He recognised that a dramatist must be allowed far greater freedom of expression than what is conceded to a poet. ‘In a dramatic composition,’ to use his own words, ’the imagery and the passion should interpenetrate one another, the former being reserved simply for the full development and illustration of the latter. Imagination is as the immortal God which should assume flesh for the redemption of mortal passion. It is thus that the most remote and the most familiar imagery may alike be fit for dramatic purposes when employed in the illustration of strong feeling, which raises what is low, and levels to the apprehension that which is lofty, casting over all the shadow of its own greatness. In other respects I have written more carelessly, that is, without an over-fastidious and learned choice of words. In this respect I entirely agree with those modern critics who assert that in order to move men to true sympathy we must use the familiar language of men.’
He knew that if the dramatist is to teach at all it must be by example, not by precept.
‘The highest moral purpose,’ he remarks, ’aimed at in the highest species of the drama, is the teaching the human heart, through its sympathies and antipathies, the knowledge of itself; in proportion to the possession of which knowledge every human being is wise, just, sincere, tolerant and kind. If dogmas can do more it is well: but a drama is no fit place for the enforcement of them.’ He fully realises that it is by a conflict between our artistic sympathies and our moral judgment that the greatest dramatic effects are produced. ’It is in the restless and anatomising casuistry with which men seek the justification of Beatrice, yet feel that she has done what needs justification; it is in the superstitious horror with which they contemplate alike her wrongs and their revenge, that the dramatic character of what she did and suffered consists.’
In fact no one has more clearly understood than Shelley the mission of the dramatist and the meaning of the drama.

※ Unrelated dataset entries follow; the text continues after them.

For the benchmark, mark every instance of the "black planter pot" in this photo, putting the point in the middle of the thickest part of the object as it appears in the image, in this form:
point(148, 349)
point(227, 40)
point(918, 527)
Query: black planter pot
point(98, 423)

And yet I hardly think that the production of The Cenci, its absolute presentation on the stage, can be said to have added anything to its beauty, its pathos, or even its realism. Not that the principal actors were at all unworthy of the work of art they interpreted; Mr. Hermann Vezin’s Cenci was a noble and magnificent performance; Miss Alma Murray stands now in the very first rank of our English actresses as a mistress of power and pathos; and Mr. Leonard Outram’s Orsino was most subtle and artistic; but that The Cenci needs for the production of its perfect effect no interpretation at all. It is, as we read it, a complete work of art—capable, indeed, of being acted, but not dependent on theatric presentation; and the impression produced by its exhibition on the stage seemed to me to be merely one of pleasure at the gratification of an intellectual curiosity of seeing how far Melpomene could survive the wagon of Thespis.